Ironclad is of interest because of its history, and because of its possible value for breeding purposes. If the history given below is correct, this variety is one of the oldest of our cultivated grapes. From the accounts of those who have grown it, Ironclad is as free from mildew and rot, in fruit at least, as any of our cultivated native grapes. It is also very resistant to phylloxera and has been used somewhat in France and Spain as a resistant stock for Vinifera. It is also extremely vigorous and hardy and is very productive. The fruit is not of sufficiently high quality nor attractive enough in appearance to make a good table grape but it is said to make very excellent wine, the juice having color and body enough to make it of value for adding color to lighter colored musts. Ironclad is a very capricious bearer and especially so on rampant growing vines, one of the faults of the variety being that it makes too rank a growth.
The history of this grape, as given by A. W. Pearson of Vineland, New Jersey, is as follows: In 1873 Pearson secured from Colonel Scott, then president of the Pennsylvania Railroad Company, cuttings of a vine growing on the latter’s grounds, near Darby about seven miles west of Philadelphia. Scott’s gardener reported the vine to be free from rot and Pearson, who had named the variety Scott, changed the name to Ironclad when he found the gardener’s report as to rot verified. On investigation Pearson found that the variety was over two hundred years old, and that it had been cultivated locally under the name of Ash, from a former owner of the Scott place and an ancestor of Pearson. This account is not fully corroborated by early horticultural writers but appears to be sufficiently accurate to give the variety historical interest.

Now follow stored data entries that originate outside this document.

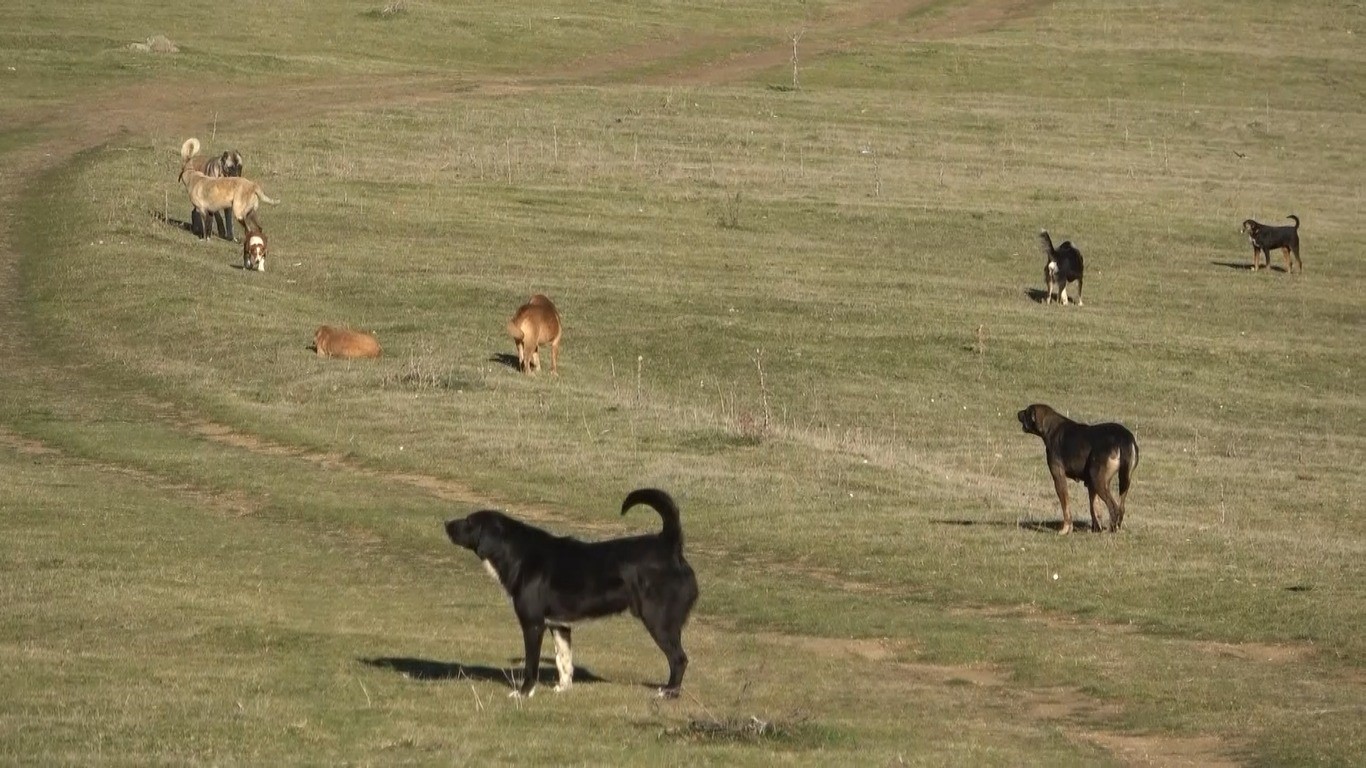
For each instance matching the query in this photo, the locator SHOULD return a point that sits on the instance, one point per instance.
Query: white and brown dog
(253, 250)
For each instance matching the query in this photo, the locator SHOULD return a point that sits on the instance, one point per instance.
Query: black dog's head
(1029, 420)
(478, 532)
(231, 163)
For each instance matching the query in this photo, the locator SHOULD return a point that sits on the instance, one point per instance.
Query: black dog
(1093, 454)
(1064, 265)
(1265, 239)
(555, 581)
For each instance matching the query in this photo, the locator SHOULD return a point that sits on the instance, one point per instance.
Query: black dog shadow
(1038, 526)
(1243, 265)
(429, 670)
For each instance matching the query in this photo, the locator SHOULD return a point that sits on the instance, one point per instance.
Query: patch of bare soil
(1271, 653)
(1164, 752)
(969, 18)
(22, 444)
(1265, 652)
(814, 36)
(227, 503)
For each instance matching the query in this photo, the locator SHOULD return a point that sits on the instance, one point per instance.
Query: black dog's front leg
(532, 634)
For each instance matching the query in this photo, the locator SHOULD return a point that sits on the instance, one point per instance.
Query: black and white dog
(555, 581)
(1064, 265)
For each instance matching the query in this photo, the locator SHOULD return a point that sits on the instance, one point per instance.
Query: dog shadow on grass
(1243, 265)
(430, 670)
(191, 226)
(1038, 526)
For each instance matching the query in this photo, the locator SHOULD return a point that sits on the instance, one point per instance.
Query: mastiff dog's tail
(663, 503)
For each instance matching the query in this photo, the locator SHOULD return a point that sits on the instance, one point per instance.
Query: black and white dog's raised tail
(555, 581)
(1064, 265)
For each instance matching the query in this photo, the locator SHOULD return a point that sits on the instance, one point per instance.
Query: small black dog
(1090, 453)
(1265, 239)
(1064, 265)
(555, 581)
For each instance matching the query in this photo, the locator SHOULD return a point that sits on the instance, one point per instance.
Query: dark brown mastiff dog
(1093, 454)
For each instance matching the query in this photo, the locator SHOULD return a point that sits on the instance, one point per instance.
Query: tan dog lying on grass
(208, 194)
(344, 343)
(536, 323)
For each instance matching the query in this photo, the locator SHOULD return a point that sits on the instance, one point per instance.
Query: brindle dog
(1093, 454)
(1266, 238)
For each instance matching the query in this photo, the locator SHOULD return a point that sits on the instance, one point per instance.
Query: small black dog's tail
(1045, 243)
(663, 503)
(1127, 463)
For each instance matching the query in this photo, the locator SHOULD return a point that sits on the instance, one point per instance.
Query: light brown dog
(234, 194)
(253, 250)
(536, 323)
(329, 340)
(226, 164)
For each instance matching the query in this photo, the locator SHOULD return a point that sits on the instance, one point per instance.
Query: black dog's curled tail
(1045, 243)
(663, 503)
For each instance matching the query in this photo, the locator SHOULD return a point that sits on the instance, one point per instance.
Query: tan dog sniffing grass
(234, 194)
(329, 340)
(253, 250)
(536, 323)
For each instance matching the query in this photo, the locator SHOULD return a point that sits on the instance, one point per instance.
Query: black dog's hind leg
(667, 632)
(532, 636)
(1096, 518)
(563, 657)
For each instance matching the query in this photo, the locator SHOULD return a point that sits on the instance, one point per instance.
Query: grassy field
(809, 312)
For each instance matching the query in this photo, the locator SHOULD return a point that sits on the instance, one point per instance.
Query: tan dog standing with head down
(234, 194)
(224, 164)
(536, 323)
(331, 340)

Ironclad is said to be a hybrid between Labrusca and Riparia and its botanical characters justify such a supposition.
Vine a rank grower, hardy, productive. Canes long, numerous, thick to slender, dark reddish-brown; nodes of average size, flattened; internodes medium to long; diaphragm thin; pith large to medium; shoots glabrous; tendrils continuous, of fair length, bifid to sometimes trifid.
Leaf-buds small, short, slender to medium, conical to pointed. Leaves of medium size, intermediate in thickness; upper surface dark green, somewhat glossy, smoothish; lower surface pale green, slightly pubescent; veins rather distinct; lobes none to three with terminal lobe acute to acuminate; petiolar sinus intermediate in depth and width; basal sinus usually lacking; lateral sinus shallow, usually wide; teeth intermediate in depth and width. Flowers open early; stamens reflexed.